One charming street, so many secrets....
Lydia Goetz has an intriguing new tenant. Colette is a grieving young widow who has rented the apartment above her shop. Lydia's opinionated sister, Margaret, insists Colette is hiding something - and she's right. Colette's past is catching up with her fast and so is the enigmatic man who loves her.

Yet Margaret will soon have secrets of her own when her daughter's life is turned upside down by violence. Is vengeance the answer?

Meanwhile, Alix Townsend is about to marry the man she adores. It should be the happiest time of her life - so why is she breaking out in hives?

Why Lydia starts a new knitting class these women forge new friendships and learn the special art of letting go of your past and grabbing hold of your future.

Funny, sad, touching and true - you'll be so glad you're back on Blossom Street.

Sometimes you just need a little sugar!

I don't read any of Debbie Macomber's other books, but a couple of years ago I read the first book in this series, The Shop on Blossom Street, as part of a group read, and it seems now that I read each new book in the series as they come out.

The action centres around Lydia Goetz's knitting and yarn shop, on Blossom Street and the women who come to the shop to participate in knitting classes. This time the ladies are knitting a prayer shawl. One of the characters, Alix Townsend, was featured in an earlier book in the series, where she was a sullen, rebellious teenage. Now, she is happy, and engaged to a youth minister, Jordan Turner. Whilst she has come a long way from the unhappy young girl that she was, things are getting out of control. Jordan's mother Susan and Alix's friend, Jacqueline are determined to provide a dream wedding for Alix and Jordan...even if it isn't the happy couples idea of a dream wedding. Alix is stressed out to the point of second thoughts and it is going to take something major for things to get back on track.

Another member of the class is Colette Blake. Colette a young widow with a huge secret, and as her past catches up with her in the person of her former boss Christian Dempsey. Whilst she has feelings for him, she can't let herself get closer to him than she already has done. I have to confess that I found this strand of the story quite over the top, but I did love Christian's auntie who comes into the story in the latter half of the book.

The other major storyline in the book featured Lydia's sister Margaret, whose daughter suffered a horrendous carjacking attack, and the whole family was left to pick up the pieces and deal with the consequences. Margaret is a kind of extreme character in terms of her reactions, but mostly they were understandable, just taken a step too far.

The fourth member of the group is Suzanne who is the owner of the new florist that has recently opened in the street, but I was left wondering if maybe there was some storyline edited out of the final cut about Suzanne because she was kind of just there!

I am not a knitter at all, so I guess I don't necessarily feel the same affection for the role of the knitting in the story, but as a group of stories about the strength and power of female friendship, then the three books in the series are a fun read and easy enough to read through in one sitting. Macomber left the ending open enough for at least on more knitting book, and I guess I will be reading it if it comes out!

Rating 4/5

Other Blogger's Thoughts:

Passion for the Page


  1. I haven't read this one yet, but I did read the other Blossom Street books and truly enjoyed them. I love the relationships that develop throughout.
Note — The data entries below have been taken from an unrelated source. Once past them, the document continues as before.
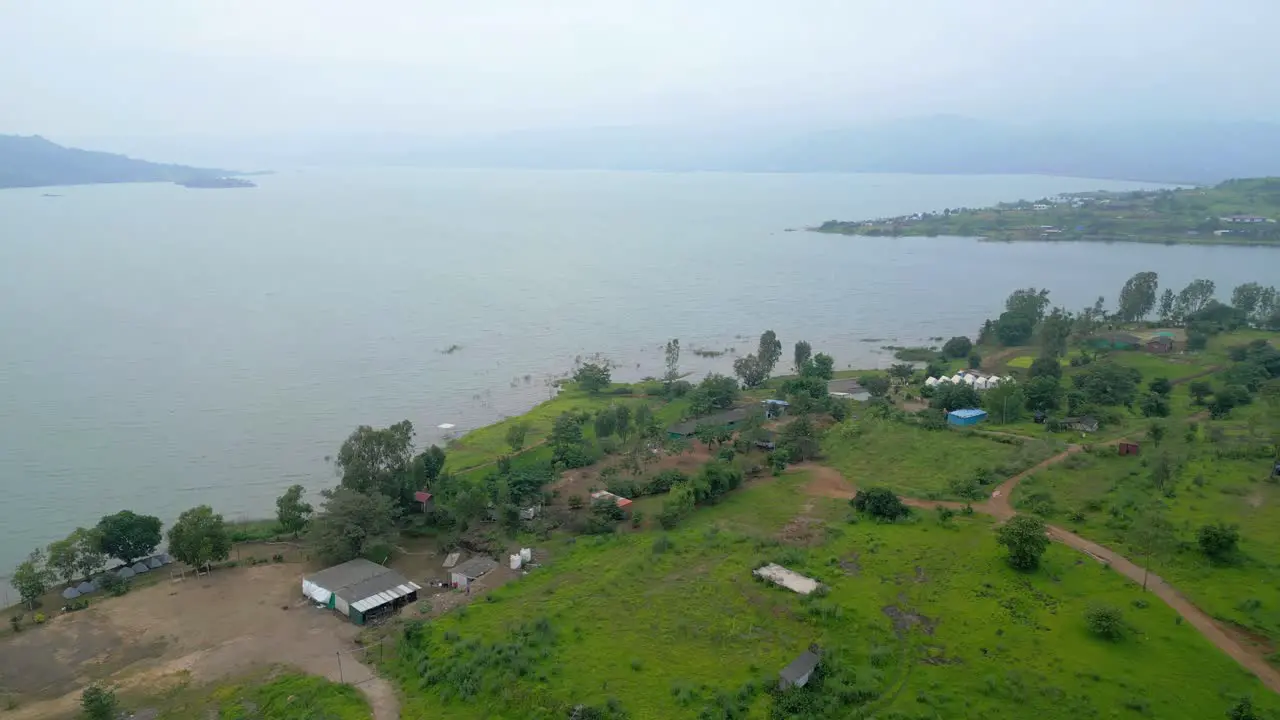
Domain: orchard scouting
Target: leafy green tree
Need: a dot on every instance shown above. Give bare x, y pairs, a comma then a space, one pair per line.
128, 536
1043, 395
1138, 296
803, 355
200, 537
379, 460
1054, 332
822, 367
671, 354
97, 702
959, 346
901, 372
800, 440
516, 434
880, 502
1155, 405
292, 511
350, 523
1046, 367
1219, 541
593, 377
1166, 305
1200, 390
31, 578
1105, 620
1025, 541
1005, 402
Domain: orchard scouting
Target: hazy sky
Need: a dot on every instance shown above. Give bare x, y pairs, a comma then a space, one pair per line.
77, 68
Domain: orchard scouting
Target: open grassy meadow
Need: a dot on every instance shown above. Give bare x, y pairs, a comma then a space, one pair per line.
920, 463
919, 620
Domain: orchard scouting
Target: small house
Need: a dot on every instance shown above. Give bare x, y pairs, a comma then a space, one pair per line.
798, 673
775, 408
360, 589
967, 417
462, 575
1084, 424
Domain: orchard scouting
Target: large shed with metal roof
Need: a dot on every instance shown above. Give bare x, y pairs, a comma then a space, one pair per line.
360, 589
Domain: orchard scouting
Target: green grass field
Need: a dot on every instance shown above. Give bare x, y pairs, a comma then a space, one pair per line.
277, 695
1109, 490
920, 620
919, 463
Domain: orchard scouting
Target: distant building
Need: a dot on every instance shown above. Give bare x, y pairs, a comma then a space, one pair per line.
967, 417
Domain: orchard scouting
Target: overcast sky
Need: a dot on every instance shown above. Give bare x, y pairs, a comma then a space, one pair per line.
81, 68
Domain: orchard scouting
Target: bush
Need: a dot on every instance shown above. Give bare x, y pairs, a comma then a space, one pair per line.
880, 502
1105, 620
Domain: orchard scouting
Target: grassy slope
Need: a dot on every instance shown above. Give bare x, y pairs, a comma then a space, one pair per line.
634, 625
275, 696
920, 463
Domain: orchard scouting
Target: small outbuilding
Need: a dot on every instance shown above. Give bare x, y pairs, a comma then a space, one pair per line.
798, 673
360, 589
967, 417
470, 570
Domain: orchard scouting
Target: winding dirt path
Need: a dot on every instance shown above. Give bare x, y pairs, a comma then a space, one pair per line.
828, 482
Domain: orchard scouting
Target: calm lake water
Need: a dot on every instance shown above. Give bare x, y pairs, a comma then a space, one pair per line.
167, 347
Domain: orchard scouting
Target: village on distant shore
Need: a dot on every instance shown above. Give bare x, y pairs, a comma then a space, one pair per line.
1239, 212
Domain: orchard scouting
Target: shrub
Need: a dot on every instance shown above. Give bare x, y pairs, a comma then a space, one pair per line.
880, 502
1105, 620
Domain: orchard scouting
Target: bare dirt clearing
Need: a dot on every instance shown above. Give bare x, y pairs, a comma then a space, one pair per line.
209, 628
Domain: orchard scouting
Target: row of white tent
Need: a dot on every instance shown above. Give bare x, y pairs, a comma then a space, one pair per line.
978, 382
123, 572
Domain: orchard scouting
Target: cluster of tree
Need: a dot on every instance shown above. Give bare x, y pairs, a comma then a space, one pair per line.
713, 481
755, 368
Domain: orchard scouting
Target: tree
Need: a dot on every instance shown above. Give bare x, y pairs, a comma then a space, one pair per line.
1042, 395
1155, 405
200, 537
350, 523
876, 384
1217, 541
672, 356
959, 346
1025, 541
292, 511
1046, 367
880, 502
901, 372
516, 433
800, 440
31, 578
99, 702
1005, 402
1200, 390
803, 354
1054, 331
593, 377
1138, 296
1193, 297
1105, 620
128, 536
379, 460
1166, 305
716, 392
1153, 537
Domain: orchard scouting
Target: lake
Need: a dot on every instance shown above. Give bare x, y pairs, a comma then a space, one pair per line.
167, 347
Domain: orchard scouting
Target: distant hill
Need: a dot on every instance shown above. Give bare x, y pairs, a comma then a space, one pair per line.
35, 162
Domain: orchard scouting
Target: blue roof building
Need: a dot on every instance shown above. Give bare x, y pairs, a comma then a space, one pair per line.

    But isn't there a book featuring Suzanne? Suzanne's Garden, I think. I bought it, started reading it, then set it aside and haven't picked it back up yet. I've found DM to be really hit or miss for me, and SG seemed like a miss, but since I only read a couple chapters (if that) I can't say for sure.
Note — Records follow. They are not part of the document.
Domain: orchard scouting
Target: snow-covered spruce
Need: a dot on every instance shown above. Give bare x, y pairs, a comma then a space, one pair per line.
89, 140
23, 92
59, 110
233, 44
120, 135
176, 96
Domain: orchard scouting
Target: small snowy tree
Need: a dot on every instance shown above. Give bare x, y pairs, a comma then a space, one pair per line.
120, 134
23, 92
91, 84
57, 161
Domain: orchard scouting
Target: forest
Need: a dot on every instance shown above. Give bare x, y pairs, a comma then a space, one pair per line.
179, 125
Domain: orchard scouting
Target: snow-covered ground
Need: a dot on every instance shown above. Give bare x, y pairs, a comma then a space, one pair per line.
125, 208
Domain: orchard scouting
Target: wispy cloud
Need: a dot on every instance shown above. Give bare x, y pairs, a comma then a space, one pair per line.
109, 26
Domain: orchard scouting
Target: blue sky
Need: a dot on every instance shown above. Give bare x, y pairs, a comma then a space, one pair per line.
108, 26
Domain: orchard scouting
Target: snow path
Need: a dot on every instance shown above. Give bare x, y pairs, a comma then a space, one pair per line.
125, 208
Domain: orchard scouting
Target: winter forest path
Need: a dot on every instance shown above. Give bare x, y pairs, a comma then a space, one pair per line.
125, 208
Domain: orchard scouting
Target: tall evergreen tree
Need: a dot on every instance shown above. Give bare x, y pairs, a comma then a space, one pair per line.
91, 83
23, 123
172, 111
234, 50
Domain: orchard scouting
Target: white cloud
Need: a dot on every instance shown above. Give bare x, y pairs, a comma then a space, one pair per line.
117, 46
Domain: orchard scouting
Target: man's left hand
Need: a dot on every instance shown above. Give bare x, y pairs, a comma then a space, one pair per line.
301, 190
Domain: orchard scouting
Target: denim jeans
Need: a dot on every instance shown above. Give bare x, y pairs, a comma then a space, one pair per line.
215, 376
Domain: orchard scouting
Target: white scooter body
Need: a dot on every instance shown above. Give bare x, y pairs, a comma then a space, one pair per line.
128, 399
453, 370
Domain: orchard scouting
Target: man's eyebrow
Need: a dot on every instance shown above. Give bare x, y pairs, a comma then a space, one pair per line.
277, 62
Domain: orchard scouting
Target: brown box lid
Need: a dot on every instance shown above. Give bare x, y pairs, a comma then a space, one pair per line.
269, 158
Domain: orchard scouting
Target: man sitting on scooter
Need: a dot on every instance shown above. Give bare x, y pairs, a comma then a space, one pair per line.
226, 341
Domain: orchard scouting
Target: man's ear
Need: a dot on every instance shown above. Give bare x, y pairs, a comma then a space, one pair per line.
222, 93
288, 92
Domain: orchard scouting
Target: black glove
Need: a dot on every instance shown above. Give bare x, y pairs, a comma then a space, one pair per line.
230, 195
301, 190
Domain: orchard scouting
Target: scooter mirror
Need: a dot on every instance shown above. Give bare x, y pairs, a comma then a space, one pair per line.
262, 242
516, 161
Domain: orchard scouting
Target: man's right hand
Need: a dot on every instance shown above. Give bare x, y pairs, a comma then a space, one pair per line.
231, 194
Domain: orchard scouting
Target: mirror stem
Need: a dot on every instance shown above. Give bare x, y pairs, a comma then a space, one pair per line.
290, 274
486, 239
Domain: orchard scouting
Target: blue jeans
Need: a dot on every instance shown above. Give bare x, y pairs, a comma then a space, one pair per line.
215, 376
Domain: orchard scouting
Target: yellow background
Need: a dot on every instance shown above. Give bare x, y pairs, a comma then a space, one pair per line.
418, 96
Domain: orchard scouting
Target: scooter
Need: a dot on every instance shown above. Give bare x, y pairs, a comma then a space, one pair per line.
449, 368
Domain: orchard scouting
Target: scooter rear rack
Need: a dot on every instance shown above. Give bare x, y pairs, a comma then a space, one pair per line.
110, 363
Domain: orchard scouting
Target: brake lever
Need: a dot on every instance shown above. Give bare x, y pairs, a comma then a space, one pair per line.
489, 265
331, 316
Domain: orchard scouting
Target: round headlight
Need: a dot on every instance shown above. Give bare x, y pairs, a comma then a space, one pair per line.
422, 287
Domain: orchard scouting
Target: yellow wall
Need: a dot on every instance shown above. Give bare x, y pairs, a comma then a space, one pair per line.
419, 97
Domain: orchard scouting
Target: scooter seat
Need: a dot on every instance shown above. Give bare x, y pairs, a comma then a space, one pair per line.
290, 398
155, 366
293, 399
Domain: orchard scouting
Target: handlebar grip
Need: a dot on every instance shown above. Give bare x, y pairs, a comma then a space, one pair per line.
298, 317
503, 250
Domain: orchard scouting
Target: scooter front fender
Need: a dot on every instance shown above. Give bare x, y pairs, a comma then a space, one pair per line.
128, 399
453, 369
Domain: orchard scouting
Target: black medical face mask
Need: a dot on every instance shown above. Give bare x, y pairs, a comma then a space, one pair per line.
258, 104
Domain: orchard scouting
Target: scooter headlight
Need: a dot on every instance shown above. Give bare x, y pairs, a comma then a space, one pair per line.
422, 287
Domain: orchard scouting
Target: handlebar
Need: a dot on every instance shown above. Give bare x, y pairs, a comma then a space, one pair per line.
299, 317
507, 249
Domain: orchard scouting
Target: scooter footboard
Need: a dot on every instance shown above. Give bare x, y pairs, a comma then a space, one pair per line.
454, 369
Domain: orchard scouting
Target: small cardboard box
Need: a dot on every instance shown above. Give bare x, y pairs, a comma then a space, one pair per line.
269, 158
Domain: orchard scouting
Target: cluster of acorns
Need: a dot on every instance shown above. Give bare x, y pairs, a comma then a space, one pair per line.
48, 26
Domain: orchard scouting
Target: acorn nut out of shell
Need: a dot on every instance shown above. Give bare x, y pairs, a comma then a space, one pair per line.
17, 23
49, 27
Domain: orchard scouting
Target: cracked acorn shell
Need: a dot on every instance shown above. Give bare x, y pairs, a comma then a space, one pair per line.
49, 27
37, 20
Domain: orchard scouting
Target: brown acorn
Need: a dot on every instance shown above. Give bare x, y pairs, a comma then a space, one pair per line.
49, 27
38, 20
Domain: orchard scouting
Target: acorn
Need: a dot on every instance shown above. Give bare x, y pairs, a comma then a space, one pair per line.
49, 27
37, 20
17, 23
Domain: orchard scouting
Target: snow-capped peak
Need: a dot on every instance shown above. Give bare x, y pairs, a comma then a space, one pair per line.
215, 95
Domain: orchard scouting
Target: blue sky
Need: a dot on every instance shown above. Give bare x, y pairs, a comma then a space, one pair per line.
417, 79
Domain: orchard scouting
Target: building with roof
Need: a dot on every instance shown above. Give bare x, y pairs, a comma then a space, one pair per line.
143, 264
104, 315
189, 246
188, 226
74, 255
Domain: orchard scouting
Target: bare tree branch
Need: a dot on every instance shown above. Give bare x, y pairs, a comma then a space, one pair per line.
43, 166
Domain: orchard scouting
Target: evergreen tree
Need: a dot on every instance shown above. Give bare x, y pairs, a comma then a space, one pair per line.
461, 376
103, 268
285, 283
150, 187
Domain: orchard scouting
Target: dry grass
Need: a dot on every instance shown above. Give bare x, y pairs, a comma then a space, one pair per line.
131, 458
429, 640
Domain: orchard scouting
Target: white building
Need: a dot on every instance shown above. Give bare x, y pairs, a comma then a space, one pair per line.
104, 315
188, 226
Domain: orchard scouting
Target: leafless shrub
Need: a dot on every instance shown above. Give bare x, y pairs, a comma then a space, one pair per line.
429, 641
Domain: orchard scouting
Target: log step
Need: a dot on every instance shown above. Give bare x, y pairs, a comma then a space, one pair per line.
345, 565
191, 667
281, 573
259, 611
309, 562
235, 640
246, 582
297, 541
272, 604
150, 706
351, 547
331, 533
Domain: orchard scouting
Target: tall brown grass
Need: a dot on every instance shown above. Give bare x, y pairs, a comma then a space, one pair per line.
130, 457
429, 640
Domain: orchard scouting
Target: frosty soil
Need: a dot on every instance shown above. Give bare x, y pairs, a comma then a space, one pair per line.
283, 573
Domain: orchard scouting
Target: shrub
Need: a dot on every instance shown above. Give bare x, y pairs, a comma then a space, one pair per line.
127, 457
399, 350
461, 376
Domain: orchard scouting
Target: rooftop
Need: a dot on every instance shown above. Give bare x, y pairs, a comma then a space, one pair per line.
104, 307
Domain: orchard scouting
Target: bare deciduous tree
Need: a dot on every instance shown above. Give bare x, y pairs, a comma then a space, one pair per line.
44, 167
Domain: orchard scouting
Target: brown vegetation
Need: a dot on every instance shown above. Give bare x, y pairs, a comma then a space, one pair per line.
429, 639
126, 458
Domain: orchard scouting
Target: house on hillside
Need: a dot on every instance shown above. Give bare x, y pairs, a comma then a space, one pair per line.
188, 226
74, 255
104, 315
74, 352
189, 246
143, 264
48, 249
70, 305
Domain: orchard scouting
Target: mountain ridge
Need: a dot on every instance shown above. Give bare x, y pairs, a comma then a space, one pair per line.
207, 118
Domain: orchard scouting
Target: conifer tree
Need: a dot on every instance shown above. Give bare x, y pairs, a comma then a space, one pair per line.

  2. Ah well...if there's a book about Suzanne then that makes more sense!


  3. I have heard good reviews of this book by knitters, as well. I just may have to find a copy to read.
    I have never read any of Debbie Macomber's books but I did notice the huge collection of them at the library today.

  4. I don't know that it makes a huge difference if you're a knitter or not except that maybe you can just relate to that part a little better. I agree it's really about women's relationships. I've loved all of the books and I'm hoping that there are still more in store in the series.

    As for Susannah's Garden, it wasn't one of my faves at all. The women as a group are better written about then going off with just one.